Use of Anti-TNF Agent in Refractory Ulcerative and CMV Colitis: A Case Report
AIBD 2023
Background:
Parenteral glucocorticoids are a well-established treatment for acute severe ulcerative colitis (ASUC) flares in hospitalized patients. Most report symptomatic improvement within 3-5 days of starting treatment. However, for those with no improvement after 5 days, consideration of second-line agents, such as infliximab or cyclosporine, is warranted. We report a case of ASUC and concomitant CMV infection refractory to systemic steroids and ganciclovir, requiring addition of a TNF-alpha inhibitor.
Methods:
A 40-year-old female with a history of iron-deficiency anemia presented with a 1-month history of abdominal pain and hematochezia. Prior flexible sigmoidoscopy showed moderate inflammation from 25cm to the anal verge, and biopsies were consistent with UC. She was discharged with a 20mg prednisone taper and PO mesalamine. Despite therapy, patient had worsening hematochezia, frequent nocturnal stooling, arthralgias, and weight loss, prompting return to the hospital. On admission, fecal calprotectin was elevated, 248 mcg/g. She was started on IV Solumedrol, 20mg every 8 hours.
Results:
After 3 days of treatment, her pain and hematochezia were persistent. GI PCR and C. diff testing were negative, and she required blood transfusion for symptomatic anemia.
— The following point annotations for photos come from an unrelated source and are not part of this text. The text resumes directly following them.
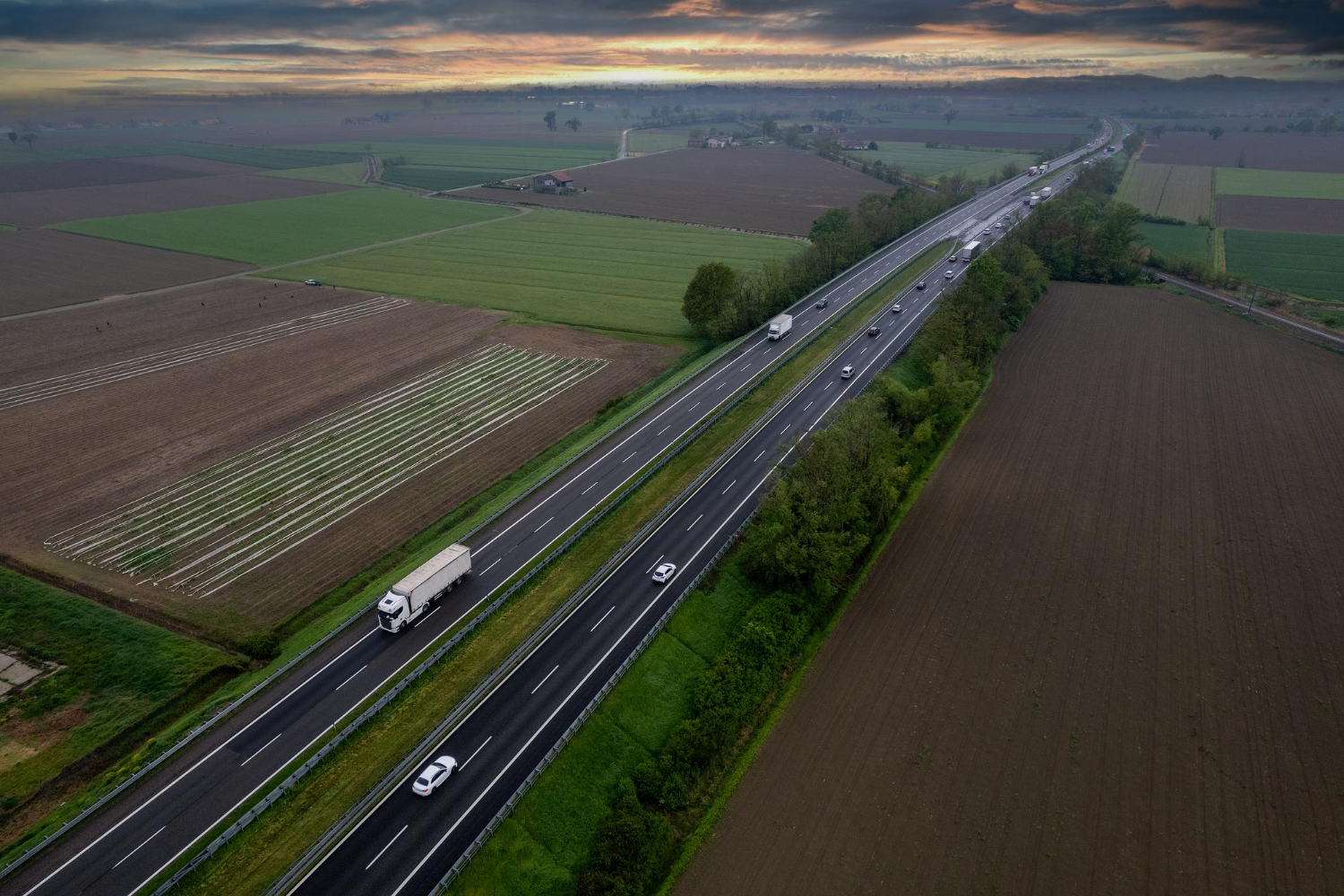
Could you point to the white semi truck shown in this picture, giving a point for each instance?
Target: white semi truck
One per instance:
(411, 597)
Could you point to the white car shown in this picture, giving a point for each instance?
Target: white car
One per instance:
(435, 774)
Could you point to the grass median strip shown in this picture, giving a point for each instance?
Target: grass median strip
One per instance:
(261, 853)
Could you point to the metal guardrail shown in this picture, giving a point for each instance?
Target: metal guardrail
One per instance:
(562, 613)
(102, 802)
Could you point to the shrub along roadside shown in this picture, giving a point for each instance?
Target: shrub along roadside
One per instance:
(811, 538)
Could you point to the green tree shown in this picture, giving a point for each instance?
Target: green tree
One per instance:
(710, 298)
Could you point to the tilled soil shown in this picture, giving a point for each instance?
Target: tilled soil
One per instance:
(1101, 654)
(86, 452)
(1276, 212)
(42, 207)
(47, 269)
(773, 190)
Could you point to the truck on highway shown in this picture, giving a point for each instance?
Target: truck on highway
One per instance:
(411, 597)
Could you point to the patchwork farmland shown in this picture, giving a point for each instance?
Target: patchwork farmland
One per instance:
(207, 530)
(228, 376)
(768, 188)
(271, 233)
(1097, 656)
(545, 265)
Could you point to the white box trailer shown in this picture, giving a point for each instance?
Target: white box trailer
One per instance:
(411, 597)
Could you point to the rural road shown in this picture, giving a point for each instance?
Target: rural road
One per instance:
(131, 841)
(408, 842)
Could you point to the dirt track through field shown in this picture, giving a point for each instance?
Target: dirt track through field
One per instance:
(82, 454)
(1102, 651)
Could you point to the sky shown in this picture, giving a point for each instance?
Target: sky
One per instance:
(88, 48)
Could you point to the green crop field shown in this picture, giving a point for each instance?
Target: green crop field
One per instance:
(116, 672)
(1289, 185)
(653, 142)
(1176, 241)
(1311, 265)
(449, 164)
(927, 163)
(287, 230)
(346, 172)
(570, 268)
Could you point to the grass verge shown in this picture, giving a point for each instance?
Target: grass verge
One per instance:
(263, 852)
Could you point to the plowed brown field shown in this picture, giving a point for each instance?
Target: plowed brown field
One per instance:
(47, 269)
(42, 207)
(1274, 212)
(773, 190)
(74, 457)
(1101, 654)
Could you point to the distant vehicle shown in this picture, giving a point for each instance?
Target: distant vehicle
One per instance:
(410, 597)
(435, 774)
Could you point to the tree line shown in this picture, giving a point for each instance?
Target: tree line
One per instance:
(722, 303)
(811, 538)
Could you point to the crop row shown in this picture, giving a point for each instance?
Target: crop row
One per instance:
(209, 530)
(105, 374)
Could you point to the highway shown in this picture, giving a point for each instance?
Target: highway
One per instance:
(408, 842)
(128, 844)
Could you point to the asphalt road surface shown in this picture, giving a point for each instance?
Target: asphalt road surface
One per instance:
(408, 842)
(126, 845)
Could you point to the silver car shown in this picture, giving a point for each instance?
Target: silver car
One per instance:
(435, 774)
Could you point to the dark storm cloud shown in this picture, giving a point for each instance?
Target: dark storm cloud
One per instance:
(1314, 27)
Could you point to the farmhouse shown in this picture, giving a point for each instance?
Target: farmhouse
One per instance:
(556, 182)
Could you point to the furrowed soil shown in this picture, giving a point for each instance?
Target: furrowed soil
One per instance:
(1271, 212)
(1238, 150)
(1101, 651)
(47, 269)
(42, 207)
(81, 454)
(773, 190)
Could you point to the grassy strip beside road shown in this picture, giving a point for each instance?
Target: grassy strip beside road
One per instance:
(255, 857)
(117, 678)
(327, 613)
(546, 840)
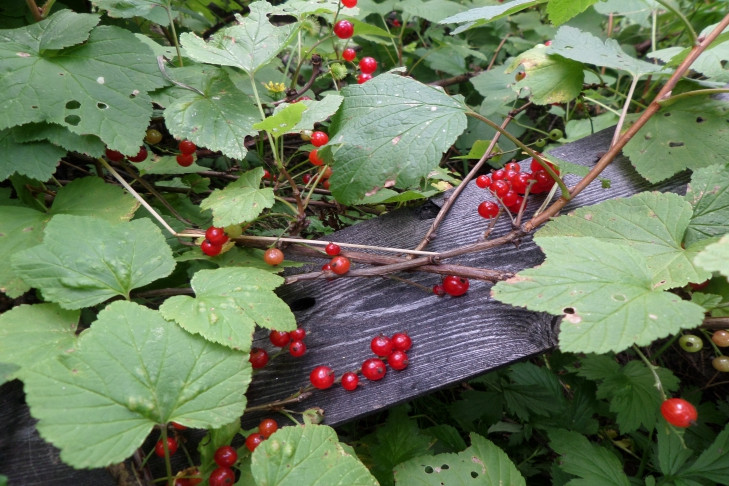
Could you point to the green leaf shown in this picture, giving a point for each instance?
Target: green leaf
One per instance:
(84, 261)
(306, 456)
(605, 291)
(249, 44)
(30, 334)
(690, 133)
(393, 130)
(130, 371)
(228, 304)
(220, 119)
(708, 193)
(482, 463)
(241, 201)
(549, 79)
(97, 88)
(594, 464)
Repeat colonoscopy to the transverse colon showed Mayo 3 left-sided colitis, and biopsies were consistent with UC with moderate inflammatory activity. Biopsied tissue was PCR-positive for CMV infection. Patient was started on IV ganciclovir, 5mg/kg twice daily. Following 3 days of treatment for CMV, symptoms had not improved. After discussing risks/benefits between consulting services, infliximab 10mg/kg was started with significant symptom improvement the following day, with stool frequency decreased to 3-4 daily from 10+. She was discharged on a 40mg prednisone taper and scheduled follow-up for continued induction therapy. With the second dose of infliximab, she reported resolution of abdominal pain and hematochezia. Subsequent fecal calprotectin was undetectable.
Conclusions:
Initial therapy for acute severe UC is well established, with steroids being first-line treatment. However, 30% of patients with an acute, severe UC flare will not improve with steroids alone, and concomitant infections should be ruled out. This case illustrates the importance of additional testing in UC flares that are refractory to steroids to rule out CMV infection, as well as the role of anti-TNF-alpha agents as adjunctive therapy to steroids and ganciclovir in refractory flares associated with CMV infection. Collaborative management between GI and ID can result in safe usage of TNF-alpha inhibitors in CMV-infected patients requiring therapy escalation in the inpatient setting.